I am Auntie Jade. I am the unmarried spinster who sits in the corner and watches the couples dance. I am the one who sees the dalliances and the drama and the turmoil. I am not seen, because I do not exist as part of a couple. I am also the one the young turn to when they want the truth and the old turn away from when they want to avoid it. I seem harsh to some, but it is only a shield for the Warrior I have had to be to survive: independent, opinionated, fierce and brash. I am empathic, and when the morphing to be accepted finally ceased to work because my Soul cried to know its own Truth I became a pariah, an outlier, fitting in nowhere.

So I made my own place.
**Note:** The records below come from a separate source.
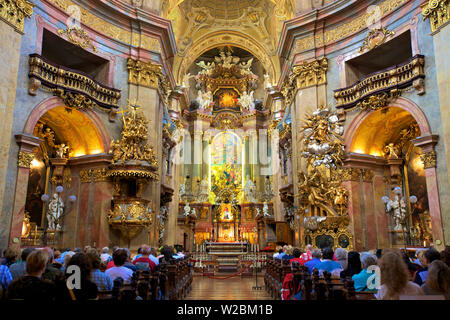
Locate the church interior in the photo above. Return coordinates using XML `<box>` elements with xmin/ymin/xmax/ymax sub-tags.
<box><xmin>0</xmin><ymin>0</ymin><xmax>449</xmax><ymax>301</ymax></box>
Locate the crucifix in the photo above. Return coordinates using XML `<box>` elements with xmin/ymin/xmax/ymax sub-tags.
<box><xmin>126</xmin><ymin>100</ymin><xmax>141</xmax><ymax>121</ymax></box>
<box><xmin>116</xmin><ymin>107</ymin><xmax>127</xmax><ymax>129</ymax></box>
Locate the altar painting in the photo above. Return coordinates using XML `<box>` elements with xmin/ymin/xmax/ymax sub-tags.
<box><xmin>210</xmin><ymin>132</ymin><xmax>243</xmax><ymax>196</ymax></box>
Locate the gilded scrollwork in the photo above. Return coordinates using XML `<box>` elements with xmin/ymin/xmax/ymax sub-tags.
<box><xmin>58</xmin><ymin>25</ymin><xmax>98</xmax><ymax>52</ymax></box>
<box><xmin>359</xmin><ymin>27</ymin><xmax>395</xmax><ymax>53</ymax></box>
<box><xmin>54</xmin><ymin>89</ymin><xmax>97</xmax><ymax>111</ymax></box>
<box><xmin>0</xmin><ymin>0</ymin><xmax>34</xmax><ymax>32</ymax></box>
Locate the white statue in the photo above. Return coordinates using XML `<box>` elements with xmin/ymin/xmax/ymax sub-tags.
<box><xmin>198</xmin><ymin>178</ymin><xmax>210</xmax><ymax>203</ymax></box>
<box><xmin>179</xmin><ymin>182</ymin><xmax>186</xmax><ymax>200</ymax></box>
<box><xmin>190</xmin><ymin>208</ymin><xmax>197</xmax><ymax>217</ymax></box>
<box><xmin>386</xmin><ymin>195</ymin><xmax>407</xmax><ymax>231</ymax></box>
<box><xmin>56</xmin><ymin>144</ymin><xmax>68</xmax><ymax>158</ymax></box>
<box><xmin>263</xmin><ymin>73</ymin><xmax>272</xmax><ymax>89</ymax></box>
<box><xmin>255</xmin><ymin>208</ymin><xmax>261</xmax><ymax>217</ymax></box>
<box><xmin>238</xmin><ymin>91</ymin><xmax>255</xmax><ymax>112</ymax></box>
<box><xmin>181</xmin><ymin>73</ymin><xmax>195</xmax><ymax>91</ymax></box>
<box><xmin>47</xmin><ymin>193</ymin><xmax>64</xmax><ymax>231</ymax></box>
<box><xmin>201</xmin><ymin>90</ymin><xmax>213</xmax><ymax>110</ymax></box>
<box><xmin>196</xmin><ymin>61</ymin><xmax>215</xmax><ymax>76</ymax></box>
<box><xmin>196</xmin><ymin>90</ymin><xmax>213</xmax><ymax>111</ymax></box>
<box><xmin>184</xmin><ymin>202</ymin><xmax>191</xmax><ymax>217</ymax></box>
<box><xmin>244</xmin><ymin>177</ymin><xmax>257</xmax><ymax>203</ymax></box>
<box><xmin>263</xmin><ymin>201</ymin><xmax>271</xmax><ymax>217</ymax></box>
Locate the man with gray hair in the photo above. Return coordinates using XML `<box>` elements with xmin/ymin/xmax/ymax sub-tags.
<box><xmin>334</xmin><ymin>248</ymin><xmax>348</xmax><ymax>270</ymax></box>
<box><xmin>304</xmin><ymin>248</ymin><xmax>322</xmax><ymax>273</ymax></box>
<box><xmin>100</xmin><ymin>247</ymin><xmax>111</xmax><ymax>263</ymax></box>
<box><xmin>352</xmin><ymin>252</ymin><xmax>378</xmax><ymax>292</ymax></box>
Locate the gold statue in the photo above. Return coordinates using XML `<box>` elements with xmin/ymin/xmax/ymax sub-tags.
<box><xmin>383</xmin><ymin>143</ymin><xmax>400</xmax><ymax>159</ymax></box>
<box><xmin>109</xmin><ymin>105</ymin><xmax>158</xmax><ymax>166</ymax></box>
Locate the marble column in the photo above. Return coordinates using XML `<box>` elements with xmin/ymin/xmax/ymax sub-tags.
<box><xmin>362</xmin><ymin>170</ymin><xmax>377</xmax><ymax>250</ymax></box>
<box><xmin>0</xmin><ymin>5</ymin><xmax>33</xmax><ymax>248</ymax></box>
<box><xmin>9</xmin><ymin>134</ymin><xmax>42</xmax><ymax>248</ymax></box>
<box><xmin>430</xmin><ymin>20</ymin><xmax>450</xmax><ymax>245</ymax></box>
<box><xmin>127</xmin><ymin>62</ymin><xmax>163</xmax><ymax>248</ymax></box>
<box><xmin>414</xmin><ymin>134</ymin><xmax>445</xmax><ymax>250</ymax></box>
<box><xmin>342</xmin><ymin>168</ymin><xmax>363</xmax><ymax>251</ymax></box>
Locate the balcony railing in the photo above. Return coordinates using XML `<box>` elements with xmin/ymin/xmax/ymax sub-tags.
<box><xmin>28</xmin><ymin>54</ymin><xmax>121</xmax><ymax>109</ymax></box>
<box><xmin>334</xmin><ymin>55</ymin><xmax>425</xmax><ymax>110</ymax></box>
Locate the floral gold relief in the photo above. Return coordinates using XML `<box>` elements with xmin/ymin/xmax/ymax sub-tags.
<box><xmin>421</xmin><ymin>151</ymin><xmax>437</xmax><ymax>168</ymax></box>
<box><xmin>46</xmin><ymin>0</ymin><xmax>161</xmax><ymax>52</ymax></box>
<box><xmin>127</xmin><ymin>58</ymin><xmax>163</xmax><ymax>89</ymax></box>
<box><xmin>0</xmin><ymin>0</ymin><xmax>34</xmax><ymax>33</ymax></box>
<box><xmin>294</xmin><ymin>0</ymin><xmax>408</xmax><ymax>51</ymax></box>
<box><xmin>17</xmin><ymin>151</ymin><xmax>34</xmax><ymax>168</ymax></box>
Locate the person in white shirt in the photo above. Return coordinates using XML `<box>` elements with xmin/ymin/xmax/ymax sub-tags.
<box><xmin>105</xmin><ymin>248</ymin><xmax>133</xmax><ymax>284</ymax></box>
<box><xmin>375</xmin><ymin>249</ymin><xmax>424</xmax><ymax>300</ymax></box>
<box><xmin>100</xmin><ymin>247</ymin><xmax>111</xmax><ymax>263</ymax></box>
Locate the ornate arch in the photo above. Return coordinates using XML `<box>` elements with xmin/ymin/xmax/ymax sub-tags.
<box><xmin>24</xmin><ymin>96</ymin><xmax>111</xmax><ymax>153</ymax></box>
<box><xmin>173</xmin><ymin>31</ymin><xmax>280</xmax><ymax>85</ymax></box>
<box><xmin>344</xmin><ymin>97</ymin><xmax>432</xmax><ymax>152</ymax></box>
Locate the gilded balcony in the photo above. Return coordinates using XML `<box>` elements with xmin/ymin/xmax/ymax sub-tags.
<box><xmin>28</xmin><ymin>54</ymin><xmax>121</xmax><ymax>109</ymax></box>
<box><xmin>334</xmin><ymin>55</ymin><xmax>425</xmax><ymax>111</ymax></box>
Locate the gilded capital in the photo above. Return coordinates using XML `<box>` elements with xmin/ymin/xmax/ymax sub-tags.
<box><xmin>422</xmin><ymin>0</ymin><xmax>449</xmax><ymax>33</ymax></box>
<box><xmin>0</xmin><ymin>0</ymin><xmax>34</xmax><ymax>33</ymax></box>
<box><xmin>17</xmin><ymin>151</ymin><xmax>34</xmax><ymax>168</ymax></box>
<box><xmin>362</xmin><ymin>169</ymin><xmax>374</xmax><ymax>182</ymax></box>
<box><xmin>93</xmin><ymin>168</ymin><xmax>109</xmax><ymax>182</ymax></box>
<box><xmin>127</xmin><ymin>58</ymin><xmax>163</xmax><ymax>89</ymax></box>
<box><xmin>281</xmin><ymin>58</ymin><xmax>328</xmax><ymax>106</ymax></box>
<box><xmin>342</xmin><ymin>168</ymin><xmax>361</xmax><ymax>181</ymax></box>
<box><xmin>420</xmin><ymin>150</ymin><xmax>437</xmax><ymax>168</ymax></box>
<box><xmin>80</xmin><ymin>169</ymin><xmax>93</xmax><ymax>183</ymax></box>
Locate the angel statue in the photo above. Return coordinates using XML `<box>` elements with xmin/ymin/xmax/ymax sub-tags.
<box><xmin>244</xmin><ymin>177</ymin><xmax>257</xmax><ymax>203</ymax></box>
<box><xmin>47</xmin><ymin>193</ymin><xmax>64</xmax><ymax>231</ymax></box>
<box><xmin>263</xmin><ymin>201</ymin><xmax>271</xmax><ymax>217</ymax></box>
<box><xmin>55</xmin><ymin>144</ymin><xmax>69</xmax><ymax>158</ymax></box>
<box><xmin>196</xmin><ymin>60</ymin><xmax>215</xmax><ymax>76</ymax></box>
<box><xmin>181</xmin><ymin>73</ymin><xmax>195</xmax><ymax>91</ymax></box>
<box><xmin>263</xmin><ymin>73</ymin><xmax>272</xmax><ymax>89</ymax></box>
<box><xmin>383</xmin><ymin>143</ymin><xmax>400</xmax><ymax>159</ymax></box>
<box><xmin>239</xmin><ymin>58</ymin><xmax>254</xmax><ymax>75</ymax></box>
<box><xmin>201</xmin><ymin>90</ymin><xmax>213</xmax><ymax>111</ymax></box>
<box><xmin>238</xmin><ymin>91</ymin><xmax>255</xmax><ymax>112</ymax></box>
<box><xmin>183</xmin><ymin>202</ymin><xmax>191</xmax><ymax>217</ymax></box>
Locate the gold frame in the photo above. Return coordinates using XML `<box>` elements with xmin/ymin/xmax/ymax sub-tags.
<box><xmin>307</xmin><ymin>228</ymin><xmax>353</xmax><ymax>251</ymax></box>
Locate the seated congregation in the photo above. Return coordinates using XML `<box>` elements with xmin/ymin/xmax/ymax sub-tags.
<box><xmin>266</xmin><ymin>245</ymin><xmax>450</xmax><ymax>300</ymax></box>
<box><xmin>0</xmin><ymin>245</ymin><xmax>192</xmax><ymax>301</ymax></box>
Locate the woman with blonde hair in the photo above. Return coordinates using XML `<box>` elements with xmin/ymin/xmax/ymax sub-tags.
<box><xmin>282</xmin><ymin>245</ymin><xmax>294</xmax><ymax>262</ymax></box>
<box><xmin>422</xmin><ymin>260</ymin><xmax>450</xmax><ymax>299</ymax></box>
<box><xmin>375</xmin><ymin>249</ymin><xmax>424</xmax><ymax>300</ymax></box>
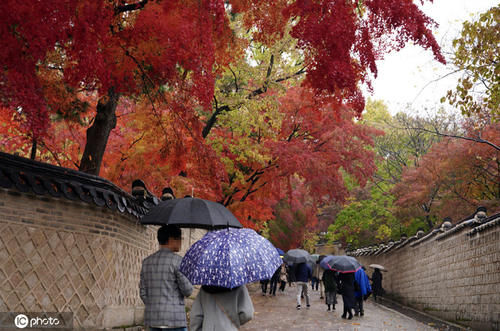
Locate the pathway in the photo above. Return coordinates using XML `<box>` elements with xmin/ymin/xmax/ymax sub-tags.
<box><xmin>240</xmin><ymin>283</ymin><xmax>439</xmax><ymax>331</ymax></box>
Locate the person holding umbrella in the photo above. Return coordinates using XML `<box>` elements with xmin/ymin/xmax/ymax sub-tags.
<box><xmin>338</xmin><ymin>272</ymin><xmax>356</xmax><ymax>319</ymax></box>
<box><xmin>354</xmin><ymin>267</ymin><xmax>372</xmax><ymax>316</ymax></box>
<box><xmin>283</xmin><ymin>249</ymin><xmax>314</xmax><ymax>310</ymax></box>
<box><xmin>320</xmin><ymin>255</ymin><xmax>361</xmax><ymax>320</ymax></box>
<box><xmin>294</xmin><ymin>262</ymin><xmax>312</xmax><ymax>310</ymax></box>
<box><xmin>180</xmin><ymin>228</ymin><xmax>282</xmax><ymax>330</ymax></box>
<box><xmin>371</xmin><ymin>268</ymin><xmax>384</xmax><ymax>302</ymax></box>
<box><xmin>190</xmin><ymin>285</ymin><xmax>254</xmax><ymax>331</ymax></box>
<box><xmin>322</xmin><ymin>269</ymin><xmax>338</xmax><ymax>311</ymax></box>
<box><xmin>139</xmin><ymin>225</ymin><xmax>193</xmax><ymax>331</ymax></box>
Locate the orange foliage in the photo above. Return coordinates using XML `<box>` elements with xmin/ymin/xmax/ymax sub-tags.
<box><xmin>393</xmin><ymin>123</ymin><xmax>500</xmax><ymax>222</ymax></box>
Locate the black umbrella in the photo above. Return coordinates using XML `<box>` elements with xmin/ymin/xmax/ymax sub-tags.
<box><xmin>140</xmin><ymin>197</ymin><xmax>243</xmax><ymax>229</ymax></box>
<box><xmin>320</xmin><ymin>255</ymin><xmax>361</xmax><ymax>273</ymax></box>
<box><xmin>283</xmin><ymin>249</ymin><xmax>314</xmax><ymax>265</ymax></box>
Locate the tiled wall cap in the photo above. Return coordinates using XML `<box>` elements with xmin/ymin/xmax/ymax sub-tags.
<box><xmin>0</xmin><ymin>151</ymin><xmax>158</xmax><ymax>219</ymax></box>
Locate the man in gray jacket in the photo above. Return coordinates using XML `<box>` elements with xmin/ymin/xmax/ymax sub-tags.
<box><xmin>140</xmin><ymin>225</ymin><xmax>193</xmax><ymax>331</ymax></box>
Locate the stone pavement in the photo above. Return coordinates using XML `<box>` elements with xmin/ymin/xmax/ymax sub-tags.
<box><xmin>240</xmin><ymin>283</ymin><xmax>439</xmax><ymax>331</ymax></box>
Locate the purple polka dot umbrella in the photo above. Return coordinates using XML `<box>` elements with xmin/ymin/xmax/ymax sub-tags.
<box><xmin>180</xmin><ymin>228</ymin><xmax>282</xmax><ymax>289</ymax></box>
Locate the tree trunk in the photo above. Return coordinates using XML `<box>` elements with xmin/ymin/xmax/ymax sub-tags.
<box><xmin>425</xmin><ymin>214</ymin><xmax>433</xmax><ymax>229</ymax></box>
<box><xmin>79</xmin><ymin>89</ymin><xmax>120</xmax><ymax>175</ymax></box>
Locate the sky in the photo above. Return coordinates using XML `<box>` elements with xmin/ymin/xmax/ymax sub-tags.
<box><xmin>370</xmin><ymin>0</ymin><xmax>498</xmax><ymax>116</ymax></box>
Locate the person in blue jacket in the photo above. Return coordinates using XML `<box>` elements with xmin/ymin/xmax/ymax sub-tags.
<box><xmin>354</xmin><ymin>267</ymin><xmax>372</xmax><ymax>316</ymax></box>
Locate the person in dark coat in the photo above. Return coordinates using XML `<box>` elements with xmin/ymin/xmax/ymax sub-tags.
<box><xmin>371</xmin><ymin>268</ymin><xmax>383</xmax><ymax>301</ymax></box>
<box><xmin>322</xmin><ymin>269</ymin><xmax>337</xmax><ymax>311</ymax></box>
<box><xmin>287</xmin><ymin>263</ymin><xmax>296</xmax><ymax>286</ymax></box>
<box><xmin>269</xmin><ymin>265</ymin><xmax>281</xmax><ymax>296</ymax></box>
<box><xmin>260</xmin><ymin>279</ymin><xmax>269</xmax><ymax>296</ymax></box>
<box><xmin>354</xmin><ymin>267</ymin><xmax>371</xmax><ymax>316</ymax></box>
<box><xmin>338</xmin><ymin>272</ymin><xmax>355</xmax><ymax>319</ymax></box>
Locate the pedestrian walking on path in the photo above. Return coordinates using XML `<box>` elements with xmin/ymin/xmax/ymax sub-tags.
<box><xmin>279</xmin><ymin>263</ymin><xmax>287</xmax><ymax>292</ymax></box>
<box><xmin>294</xmin><ymin>262</ymin><xmax>312</xmax><ymax>310</ymax></box>
<box><xmin>371</xmin><ymin>268</ymin><xmax>383</xmax><ymax>301</ymax></box>
<box><xmin>312</xmin><ymin>261</ymin><xmax>323</xmax><ymax>294</ymax></box>
<box><xmin>190</xmin><ymin>285</ymin><xmax>254</xmax><ymax>331</ymax></box>
<box><xmin>179</xmin><ymin>227</ymin><xmax>282</xmax><ymax>330</ymax></box>
<box><xmin>260</xmin><ymin>279</ymin><xmax>269</xmax><ymax>296</ymax></box>
<box><xmin>354</xmin><ymin>267</ymin><xmax>372</xmax><ymax>316</ymax></box>
<box><xmin>322</xmin><ymin>269</ymin><xmax>337</xmax><ymax>311</ymax></box>
<box><xmin>338</xmin><ymin>272</ymin><xmax>355</xmax><ymax>319</ymax></box>
<box><xmin>139</xmin><ymin>225</ymin><xmax>193</xmax><ymax>331</ymax></box>
<box><xmin>269</xmin><ymin>265</ymin><xmax>281</xmax><ymax>296</ymax></box>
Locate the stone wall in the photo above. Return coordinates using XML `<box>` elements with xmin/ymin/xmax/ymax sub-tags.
<box><xmin>0</xmin><ymin>188</ymin><xmax>206</xmax><ymax>329</ymax></box>
<box><xmin>0</xmin><ymin>152</ymin><xmax>209</xmax><ymax>329</ymax></box>
<box><xmin>0</xmin><ymin>188</ymin><xmax>155</xmax><ymax>329</ymax></box>
<box><xmin>351</xmin><ymin>215</ymin><xmax>500</xmax><ymax>331</ymax></box>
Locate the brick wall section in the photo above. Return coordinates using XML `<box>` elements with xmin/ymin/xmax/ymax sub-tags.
<box><xmin>356</xmin><ymin>224</ymin><xmax>500</xmax><ymax>331</ymax></box>
<box><xmin>0</xmin><ymin>188</ymin><xmax>205</xmax><ymax>330</ymax></box>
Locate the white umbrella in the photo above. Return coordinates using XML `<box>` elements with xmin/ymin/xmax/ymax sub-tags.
<box><xmin>369</xmin><ymin>264</ymin><xmax>387</xmax><ymax>271</ymax></box>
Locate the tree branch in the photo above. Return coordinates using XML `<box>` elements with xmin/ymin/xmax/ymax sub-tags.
<box><xmin>275</xmin><ymin>67</ymin><xmax>307</xmax><ymax>83</ymax></box>
<box><xmin>407</xmin><ymin>126</ymin><xmax>500</xmax><ymax>151</ymax></box>
<box><xmin>249</xmin><ymin>54</ymin><xmax>274</xmax><ymax>98</ymax></box>
<box><xmin>229</xmin><ymin>66</ymin><xmax>239</xmax><ymax>92</ymax></box>
<box><xmin>202</xmin><ymin>104</ymin><xmax>230</xmax><ymax>138</ymax></box>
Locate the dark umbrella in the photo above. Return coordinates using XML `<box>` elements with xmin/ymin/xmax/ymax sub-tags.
<box><xmin>140</xmin><ymin>197</ymin><xmax>243</xmax><ymax>229</ymax></box>
<box><xmin>320</xmin><ymin>255</ymin><xmax>361</xmax><ymax>273</ymax></box>
<box><xmin>283</xmin><ymin>249</ymin><xmax>314</xmax><ymax>265</ymax></box>
<box><xmin>276</xmin><ymin>248</ymin><xmax>285</xmax><ymax>257</ymax></box>
<box><xmin>179</xmin><ymin>228</ymin><xmax>282</xmax><ymax>288</ymax></box>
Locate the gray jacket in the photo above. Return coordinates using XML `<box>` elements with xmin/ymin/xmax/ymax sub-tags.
<box><xmin>190</xmin><ymin>286</ymin><xmax>254</xmax><ymax>331</ymax></box>
<box><xmin>139</xmin><ymin>248</ymin><xmax>193</xmax><ymax>328</ymax></box>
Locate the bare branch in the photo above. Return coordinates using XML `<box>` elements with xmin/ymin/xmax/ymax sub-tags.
<box><xmin>229</xmin><ymin>66</ymin><xmax>239</xmax><ymax>92</ymax></box>
<box><xmin>407</xmin><ymin>126</ymin><xmax>500</xmax><ymax>151</ymax></box>
<box><xmin>411</xmin><ymin>68</ymin><xmax>462</xmax><ymax>105</ymax></box>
Owned my own heart, loved my own Soul, learned to Dance alone, for there was not another who could, or would, because I would no longer become what they wanted or needed at the cost of my own Being.

You think I am bereft of passion and romance but oh! If you only knew how deeply I love, you would run from the power of that too. Do not mistake a desire to be loved wholly and completely and purely for being the passionate, feral, outrageous Being that I am for one who cannot, will not, does not love. I love with a fierceness and a fire that has rarely been matched. If you love me, you risk burning too.

I fear sometimes I have lost my compassion in my quest for truth, in my search for all that is Real. In my need to be whole, to be Seen, to be loved I have looked in the mirror, and in looking in it can no longer look away from the pain, the heartache, the selfish motivations brought on by deep, hidden needs that we all experience. Having done at least part of this inner reflecting though, has caused me to become impatient with those who refuse to look – at themselves, at their lives, at their choices. It is deeply ironic that at the times I am most angry with my loved ones for their choices it is also the time when the tears fall unbidden because I cannot help them. Becoming whole is a singular path; we cannot be helped along it. It can only be witnessed, and honored as the Sacred act that it is. I pray for patience because their pain breaks my heart.

I am Auntie Jade. I am one of many invisible Aunties and Uncles. Look for us in the corners and along the sides of the walls and in the kitchens making tea. Look behind the stern countenances and the strange exuberances and the oft-times eccentricities that we enact to allow our Souls the freedom they require. Please. Look beyond these things and love us, because our hearts are huge and they break, daily, hourly, for all the grief in the world. See us. We are ever so willing to See you, in all your beautiful Sacred woundedness.